KUWL
- Fairbanks, Alaska; United States;
- Frequency: 91.5 MHz

Programming
- Format: Contemporary Christian music

Ownership
- Owner: Fairbanks Educational Broadcasting Foundation

History
- First air date: October 10, 1985; 40 years ago
- Last air date: January 15, 1993; 33 years ago

Technical information
- Facility ID: 20445
- ERP: 3,000 watts
- HAAT: 48 feet (15 m)
- Transmitter coordinates: 64°52′05″N 147°39′48″W﻿ / ﻿64.86806°N 147.66333°W

= KUWL (Alaska) =

Radio station in Fairbanks, Alaska (1985–1993)

KUWL (91.5 FM) was a Christian radio station in Fairbanks, Alaska, United States. It broadcast from 1985 to 1993, closing due to insufficient financial support from its listeners. After being silent, the KUWL license was then sold to Borealis Broadcasting, which in turn traded it to the University of Alaska Fairbanks to relocate KSUA in exchange for the rights to the 103.9 frequency, which used the KUWL call letters from 1996 to 2006.

==History==
KUWL began broadcasting October 10, 1985. It was owned by the Fairbanks Educational Broadcasting Foundation, and its studios were located at the Lighthouse Christian Center on Kniffen Drive; Fairbanks Educational was independent of Lighthouse but shared directors. It was the first station to operate below 100 MHz in Fairbanks; in Alaska, the lower 12 MHz of the FM band, including what in the rest of the United States was the entire noncommercial educational reserved band, was not available for sound broadcasting until 1982, as it had been allocated to other fixed services before the Alaska Public Broadcasting Commission reached a deal to give broadcasting primary status over rural communications uses in that spectrum. KUWL offered listeners contemporary Christian and easy listening music, as well as CNN Radio news.

Despite its small size, KUWL showed itself to be on the bleeding edge of radio technology; the station billed itself as just one of five in the United States who had switched to playing out all music from Digital Audio Tape by 1989. The move was made because DAT hardware interfaced with accessible equipment used by blind announcer Mike Nafpliotis, whereas previous tape decks required sight to operate.

Throughout its history, KUWL failed to generate sufficient revenues and listener support. As a result, Lighthouse Christian Center paid expenses for seven years, far longer than the two years originally envisioned when the station began broadcasting in 1985. The station went off the air January 15, 1993, and issued one final plea for $70,000 to return to the air.

By 1995, Borealis Broadcasting, owners of KFAR and KWLF, had obtained an option to buy the KUWL license.
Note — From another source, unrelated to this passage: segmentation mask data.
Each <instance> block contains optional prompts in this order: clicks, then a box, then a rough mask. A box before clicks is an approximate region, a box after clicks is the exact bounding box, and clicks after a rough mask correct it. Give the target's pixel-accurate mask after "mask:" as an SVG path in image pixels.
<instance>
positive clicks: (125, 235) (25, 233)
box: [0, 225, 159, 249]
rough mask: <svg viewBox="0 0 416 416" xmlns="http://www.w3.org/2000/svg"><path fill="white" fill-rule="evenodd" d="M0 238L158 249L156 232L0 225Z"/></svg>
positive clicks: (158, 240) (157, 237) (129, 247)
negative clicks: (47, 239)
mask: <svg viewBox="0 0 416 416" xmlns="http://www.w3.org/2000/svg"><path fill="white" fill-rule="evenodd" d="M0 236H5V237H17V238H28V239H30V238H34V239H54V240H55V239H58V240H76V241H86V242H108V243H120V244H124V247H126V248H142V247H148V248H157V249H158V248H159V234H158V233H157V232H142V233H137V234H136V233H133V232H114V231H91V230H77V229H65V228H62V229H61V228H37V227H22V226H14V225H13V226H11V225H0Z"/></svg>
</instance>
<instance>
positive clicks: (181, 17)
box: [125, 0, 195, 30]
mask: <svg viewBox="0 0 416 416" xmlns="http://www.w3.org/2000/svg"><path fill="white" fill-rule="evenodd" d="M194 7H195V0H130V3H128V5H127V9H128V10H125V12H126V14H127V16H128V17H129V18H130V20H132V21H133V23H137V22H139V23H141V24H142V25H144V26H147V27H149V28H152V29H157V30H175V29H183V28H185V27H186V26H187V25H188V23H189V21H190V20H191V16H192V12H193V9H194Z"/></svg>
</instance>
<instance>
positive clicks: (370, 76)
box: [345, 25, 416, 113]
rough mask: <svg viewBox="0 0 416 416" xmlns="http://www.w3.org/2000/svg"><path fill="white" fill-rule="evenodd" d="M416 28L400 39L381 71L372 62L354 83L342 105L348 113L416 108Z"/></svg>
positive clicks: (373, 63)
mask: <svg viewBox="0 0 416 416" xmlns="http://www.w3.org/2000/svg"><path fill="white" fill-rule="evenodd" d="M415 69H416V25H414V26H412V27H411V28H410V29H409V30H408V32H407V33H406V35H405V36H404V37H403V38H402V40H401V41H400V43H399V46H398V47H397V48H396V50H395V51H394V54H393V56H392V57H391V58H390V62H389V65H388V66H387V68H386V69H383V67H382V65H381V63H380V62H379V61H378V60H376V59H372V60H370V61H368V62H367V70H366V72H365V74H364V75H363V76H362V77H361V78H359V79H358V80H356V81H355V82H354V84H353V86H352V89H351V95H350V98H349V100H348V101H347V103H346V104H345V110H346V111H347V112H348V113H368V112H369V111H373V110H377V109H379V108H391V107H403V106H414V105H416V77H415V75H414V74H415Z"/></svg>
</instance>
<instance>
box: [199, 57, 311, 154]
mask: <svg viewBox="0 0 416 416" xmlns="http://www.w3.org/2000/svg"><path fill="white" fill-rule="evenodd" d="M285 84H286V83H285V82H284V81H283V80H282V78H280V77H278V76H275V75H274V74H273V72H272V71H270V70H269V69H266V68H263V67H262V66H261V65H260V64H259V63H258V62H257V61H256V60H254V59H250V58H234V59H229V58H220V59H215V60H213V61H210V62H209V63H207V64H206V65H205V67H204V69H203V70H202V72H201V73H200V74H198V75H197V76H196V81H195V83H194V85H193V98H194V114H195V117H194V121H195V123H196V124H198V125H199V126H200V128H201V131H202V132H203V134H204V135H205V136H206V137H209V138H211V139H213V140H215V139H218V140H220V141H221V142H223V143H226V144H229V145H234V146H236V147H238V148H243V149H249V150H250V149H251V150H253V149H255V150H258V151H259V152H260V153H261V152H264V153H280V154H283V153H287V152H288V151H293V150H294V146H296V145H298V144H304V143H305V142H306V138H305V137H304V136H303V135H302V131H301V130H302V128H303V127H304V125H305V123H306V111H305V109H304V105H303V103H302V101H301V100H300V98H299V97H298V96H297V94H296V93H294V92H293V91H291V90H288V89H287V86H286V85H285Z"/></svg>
However, because KUWL broadcast in the reserved band, it could not be used to operate a commercial radio station. However, one group had a license that could: KSUA at the University of Alaska Fairbanks, which had operated on a commercial basis from 1984 to a financial collapse in 1993. In August 1995, Borealis and the university struck a license trade. Borealis got the commercial KSUA license; in exchange, the university received the KUWL license at 91.5, a new antenna and transmitter system valued at $26,000, and $10,000 in additional payments—all extremely valuable in the face of budget cuts. The call signs on 103.9 and 91.5 FM switched on April 26, 1996; the KUWL license is the current home of KSUA, while the 103.9 frequency became a commercial country music station, known as "Cool".